The next book Phantom depicts Harry returning to Oslo yet again some time later, this time because Rakel's son Oleg has been arrested for murder. Harry finds out the truth behind the murder, but is then shot and the book ends without clarifying if he will survive or not. Harry is revealed to be alive and living again in Oslo in the tenth novel Police. Deciding his obsessive pursuit of criminals has cost him too much, he now lectures at the Police College and resumes a relationship with Rakel. A series of killings leads his former colleagues to seek him out for help. Following these events, Harry marries Rakel and legally adopts Oleg as his son. He promises he is done with police work, but finds himself drawn into another investigation in the following novel The Thirst.

==Novels==

- In Flaggermusmannen (1997), translated as The Bat (2012), Hole is sent to Sydney, Australia, to aid the Australian police in their investigation of the murder of a Norwegian citizen.
- In Kakerlakkene (1998), translated as Cockroaches (2013), Hole is sent to Thailand to investigate the murder of the Norwegian ambassador.
- In Rødstrupe (2000), translated as The Redbreast (2006), Hole encounters Neo-Nazism and the legacy of World War II as he tracks an assassin planning an attack on a prominent member of the establishment.
- In Sorgenfri (2002), translated as Nemesis (2008), Hole investigates a fatal bank robbery and is implicated in the apparent murder of an ex-girlfriend.
- In Marekors (2003), translated as The Devil's Star (2005), Hole investigates a series of serial killings and suspects a fellow policeman of criminal activity.
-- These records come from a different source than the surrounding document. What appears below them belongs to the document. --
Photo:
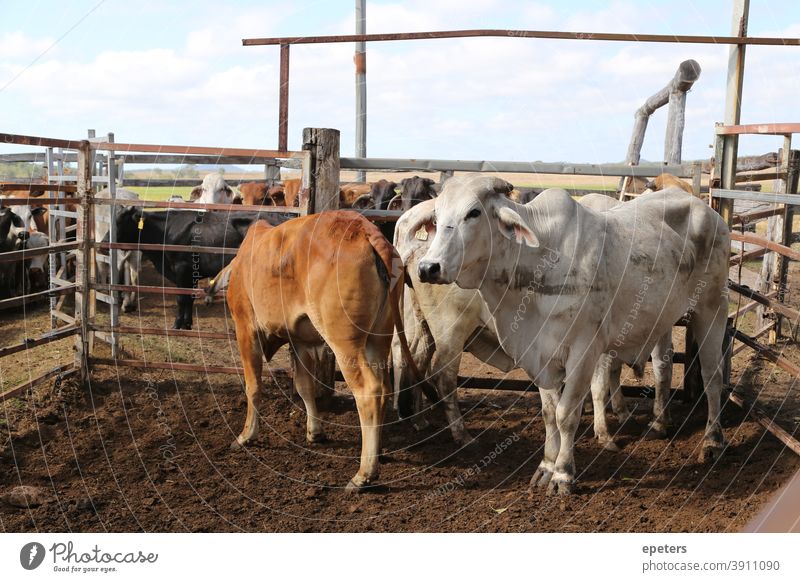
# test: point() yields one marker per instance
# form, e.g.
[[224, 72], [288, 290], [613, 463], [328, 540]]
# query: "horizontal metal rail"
[[63, 370], [13, 256], [766, 197], [40, 200], [507, 33], [773, 304], [414, 164], [289, 210], [28, 187], [179, 366], [203, 150], [39, 141], [55, 335], [22, 299], [187, 333], [168, 248], [758, 129], [153, 290], [767, 244]]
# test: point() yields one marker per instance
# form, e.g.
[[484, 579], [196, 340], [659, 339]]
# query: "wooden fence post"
[[84, 261], [323, 194]]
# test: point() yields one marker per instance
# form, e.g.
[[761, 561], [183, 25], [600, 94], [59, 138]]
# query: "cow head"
[[128, 221], [415, 190], [472, 219], [12, 229]]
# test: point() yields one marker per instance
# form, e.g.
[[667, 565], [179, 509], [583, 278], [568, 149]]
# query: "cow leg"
[[445, 376], [253, 352], [605, 377], [662, 370], [552, 439], [304, 383], [709, 328], [568, 415], [366, 381]]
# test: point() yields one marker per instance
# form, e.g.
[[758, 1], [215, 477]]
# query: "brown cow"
[[325, 278], [350, 192]]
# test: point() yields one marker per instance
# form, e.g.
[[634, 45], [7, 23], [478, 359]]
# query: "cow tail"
[[396, 271], [219, 283]]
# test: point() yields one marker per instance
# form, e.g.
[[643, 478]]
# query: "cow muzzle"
[[429, 271]]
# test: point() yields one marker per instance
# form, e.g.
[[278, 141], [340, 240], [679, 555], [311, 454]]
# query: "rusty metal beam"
[[504, 33], [758, 129], [283, 99]]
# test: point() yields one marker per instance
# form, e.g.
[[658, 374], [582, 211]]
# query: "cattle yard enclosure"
[[95, 326]]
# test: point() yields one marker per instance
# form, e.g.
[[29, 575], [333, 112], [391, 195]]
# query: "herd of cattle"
[[567, 291]]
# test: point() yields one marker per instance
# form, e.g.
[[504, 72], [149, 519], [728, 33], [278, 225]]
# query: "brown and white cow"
[[329, 278]]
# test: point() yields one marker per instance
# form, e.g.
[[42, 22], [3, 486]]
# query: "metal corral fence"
[[321, 164]]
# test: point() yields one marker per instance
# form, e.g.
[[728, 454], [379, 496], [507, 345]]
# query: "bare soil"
[[148, 450]]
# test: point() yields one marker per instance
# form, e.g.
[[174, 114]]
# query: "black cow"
[[188, 227], [13, 235], [412, 192]]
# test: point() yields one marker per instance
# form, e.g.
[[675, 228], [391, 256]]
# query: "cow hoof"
[[609, 445], [541, 478], [315, 439], [653, 433], [357, 485], [560, 487], [711, 451]]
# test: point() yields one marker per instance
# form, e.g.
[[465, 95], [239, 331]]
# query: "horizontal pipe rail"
[[188, 333], [153, 290], [40, 141], [758, 129], [22, 299], [289, 210], [168, 248], [202, 150], [47, 338], [506, 33], [773, 304], [13, 256], [767, 244], [751, 196], [179, 366], [615, 170]]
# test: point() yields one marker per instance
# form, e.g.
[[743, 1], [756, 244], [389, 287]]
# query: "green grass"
[[160, 192]]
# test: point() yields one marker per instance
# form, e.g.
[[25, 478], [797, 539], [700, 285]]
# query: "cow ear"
[[514, 228], [363, 202]]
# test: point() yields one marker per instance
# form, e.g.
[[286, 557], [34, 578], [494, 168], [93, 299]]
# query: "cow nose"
[[429, 271]]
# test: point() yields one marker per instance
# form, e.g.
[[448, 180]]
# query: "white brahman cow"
[[443, 321], [567, 284]]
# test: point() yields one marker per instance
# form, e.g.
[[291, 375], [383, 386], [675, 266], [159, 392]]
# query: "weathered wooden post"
[[323, 194], [84, 261], [673, 93]]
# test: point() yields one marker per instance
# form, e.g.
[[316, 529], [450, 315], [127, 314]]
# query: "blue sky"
[[175, 72]]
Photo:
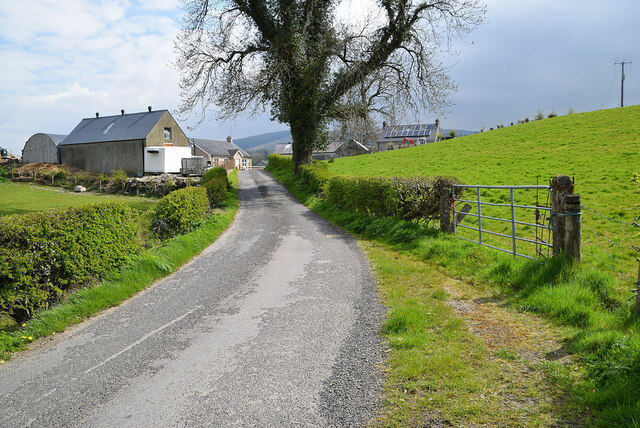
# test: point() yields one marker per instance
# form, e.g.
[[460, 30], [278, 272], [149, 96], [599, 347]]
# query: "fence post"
[[446, 195], [565, 217]]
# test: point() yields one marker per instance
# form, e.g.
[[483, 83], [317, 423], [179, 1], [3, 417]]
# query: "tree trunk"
[[305, 134]]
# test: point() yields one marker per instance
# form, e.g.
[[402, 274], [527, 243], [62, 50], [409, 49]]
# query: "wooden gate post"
[[565, 217], [446, 197]]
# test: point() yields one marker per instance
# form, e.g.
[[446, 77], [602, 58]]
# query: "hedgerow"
[[216, 190], [179, 211], [406, 198], [44, 254]]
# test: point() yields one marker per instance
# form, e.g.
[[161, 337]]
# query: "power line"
[[622, 63]]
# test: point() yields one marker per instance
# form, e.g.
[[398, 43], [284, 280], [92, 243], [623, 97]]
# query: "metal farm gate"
[[539, 220]]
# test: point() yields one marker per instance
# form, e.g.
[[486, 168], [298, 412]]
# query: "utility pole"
[[622, 81]]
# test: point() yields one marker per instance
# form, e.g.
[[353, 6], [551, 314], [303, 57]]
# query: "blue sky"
[[64, 61]]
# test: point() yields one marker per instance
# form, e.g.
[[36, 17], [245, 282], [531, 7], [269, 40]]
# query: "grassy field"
[[600, 149], [17, 198], [477, 337]]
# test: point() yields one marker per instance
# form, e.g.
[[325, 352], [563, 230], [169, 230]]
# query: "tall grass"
[[600, 149]]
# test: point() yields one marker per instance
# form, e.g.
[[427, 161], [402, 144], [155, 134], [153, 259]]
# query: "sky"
[[66, 60]]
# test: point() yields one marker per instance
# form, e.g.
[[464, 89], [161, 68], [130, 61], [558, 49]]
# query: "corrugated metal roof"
[[218, 148], [134, 126], [57, 138]]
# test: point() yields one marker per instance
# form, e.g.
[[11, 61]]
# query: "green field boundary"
[[604, 332], [146, 270]]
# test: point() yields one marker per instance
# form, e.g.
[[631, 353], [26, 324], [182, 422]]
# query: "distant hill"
[[263, 142], [459, 132], [599, 148]]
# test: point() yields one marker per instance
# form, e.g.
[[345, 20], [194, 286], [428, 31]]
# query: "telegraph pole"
[[622, 81]]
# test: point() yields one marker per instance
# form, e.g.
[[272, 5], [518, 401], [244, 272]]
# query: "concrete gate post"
[[565, 217]]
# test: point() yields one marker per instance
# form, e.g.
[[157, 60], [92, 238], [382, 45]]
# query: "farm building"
[[340, 149], [126, 141], [221, 153], [42, 147], [393, 137]]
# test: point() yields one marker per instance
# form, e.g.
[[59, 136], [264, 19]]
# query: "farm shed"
[[340, 149], [393, 137], [105, 144], [221, 153], [42, 147]]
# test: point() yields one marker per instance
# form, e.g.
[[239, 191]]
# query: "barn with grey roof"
[[105, 144]]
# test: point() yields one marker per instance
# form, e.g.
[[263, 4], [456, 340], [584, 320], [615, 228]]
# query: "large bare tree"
[[301, 60]]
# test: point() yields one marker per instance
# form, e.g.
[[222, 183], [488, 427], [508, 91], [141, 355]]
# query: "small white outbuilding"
[[167, 159]]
The popularity of this novel led to it being the first Harry Hole book to be translated into English, followed by The Redbreast.
- In Frelseren (2005), translated as The Redeemer (2009), Hole is on the trail of a Croatian hitman who kills a Salvation Army officer during a Christmas street concert.
- In Snømannen (2007), translated as The Snowman (2010), Hole struggles to identify Norway's first serial killer, who seems to have resurfaced years after their last crime.
- Panserhjerte (2009), translated as The Leopard (2011). Having left the police force and exiled himself to Hong Kong following the events of The Snowman, Harry is now asked to return to Oslo to unofficially aid in the investigation of a serial killer.
- In Gjenferd (2011), translated as Phantom (2012), Hole once again returns to Oslo from Hong Kong when his ex-girlfriend Rakel's son Oleg is arrested for murder. His investigation draws him into Oslo's drug scene.
- Politi (2013), translated as Police (2013). Living in Oslo again and working as a lecturer at the Police College, Hole is asked to help track down a serial killer targeting police officers.
- In Tørst (2017), translated as The Thirst (2017), Harry promises his wife he is done with police work, but is compelled to investigate when a killer who vanished years earlier suddenly resurfaces, now masquerading as a vampirist.
- Kniv (2019), translated as Knife. Waking up with a ferocious hangover, Harry finds his hands and clothes covered in blood. Coming face-to-face with an old, deadly foe, Hole faces perhaps his darkest personal challenge yet.
- Blodmåne (2023), translated as Killing Moon, is the latest book in the series.

==In other media==
===Film===

The seventh novel in the series, The Snowman, was adapted as a film in 2017 and starred Michael Fassbender as Harry Hole, with Rebecca Ferguson, Charlotte Gainsbourg, Ronan Vibert, Val Kilmer and J.K. Simmons.

===Television===

Nesbø himself adapted the fifth Hole novel The Devil's Star as a series for Netflix, with Øystein Karlsen directing. Tobias Santelmann portrayed Harry Hole.